Do you remember exactly which NOR flash chips you use?
Sorry, I can't give you any specific part numbers. It was a while ago, and all the schematics / BOMs etc were the company's property, not mine, so I don't have any record at all of these details. All I can remember was that they were bog-standard cheap serial Flash chips, 8-pin SOICs if i remember correctly, from a variety of vendors. I doubt that's very helpful, though.

ISSI IS25xxxx devices: "A program operation can alter “1”s into “0”s. The same byte location or page may be programmed more than once, to incrementally change “1”s to “0”s. An erase operation is required to change “0”s to “1”s"
Every single part we tried worked in this way.
Cypress S25FL064L: "For the very best performance, programming should be done in full pages of 256bytes aligned on 256byte boundaries with each Page being programmed only once."

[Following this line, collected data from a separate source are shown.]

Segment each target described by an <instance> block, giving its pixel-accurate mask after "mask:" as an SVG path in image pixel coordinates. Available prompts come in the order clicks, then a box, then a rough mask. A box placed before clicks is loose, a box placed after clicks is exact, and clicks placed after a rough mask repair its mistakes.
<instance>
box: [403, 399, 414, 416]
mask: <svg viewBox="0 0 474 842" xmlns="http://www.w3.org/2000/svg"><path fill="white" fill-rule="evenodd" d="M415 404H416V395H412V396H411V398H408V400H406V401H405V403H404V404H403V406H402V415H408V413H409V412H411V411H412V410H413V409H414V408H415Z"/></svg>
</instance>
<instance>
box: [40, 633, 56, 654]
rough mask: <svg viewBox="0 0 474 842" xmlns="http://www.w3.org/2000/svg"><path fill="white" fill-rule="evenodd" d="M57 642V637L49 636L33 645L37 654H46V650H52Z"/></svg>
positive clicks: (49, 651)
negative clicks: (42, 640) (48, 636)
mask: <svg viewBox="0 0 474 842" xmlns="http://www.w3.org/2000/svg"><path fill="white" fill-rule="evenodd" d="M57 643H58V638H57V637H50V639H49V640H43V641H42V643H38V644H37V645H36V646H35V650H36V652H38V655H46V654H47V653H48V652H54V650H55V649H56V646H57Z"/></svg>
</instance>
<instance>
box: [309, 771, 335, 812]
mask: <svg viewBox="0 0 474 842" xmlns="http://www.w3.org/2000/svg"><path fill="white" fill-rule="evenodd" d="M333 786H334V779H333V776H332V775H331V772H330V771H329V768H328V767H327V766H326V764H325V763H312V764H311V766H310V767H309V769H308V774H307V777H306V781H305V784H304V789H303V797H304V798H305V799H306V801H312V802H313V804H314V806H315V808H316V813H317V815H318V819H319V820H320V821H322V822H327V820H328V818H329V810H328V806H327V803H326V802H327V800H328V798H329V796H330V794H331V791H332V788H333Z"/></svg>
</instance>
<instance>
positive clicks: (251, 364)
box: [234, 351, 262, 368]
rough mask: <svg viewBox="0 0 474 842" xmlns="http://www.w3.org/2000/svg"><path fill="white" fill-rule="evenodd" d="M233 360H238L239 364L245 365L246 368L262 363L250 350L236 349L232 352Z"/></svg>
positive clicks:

This certainly seems correct - programming regions more than once, or programming sub-page regions, necessarily incurs more overhead. I used the "clear a bit in an already programmed byte" operation for correctness / atomicity, not for performance. You should try to follow this rule for writing bulk data.
One thing that I have heard about (I think) NAND flash, not sure if true or if it applies to NOR flash is that writing '0' to to an already programmed bit causes excessive wear.
This could well be correct. We only used (el-cheapo) NOR flash for this, never (high-density) NAND flash.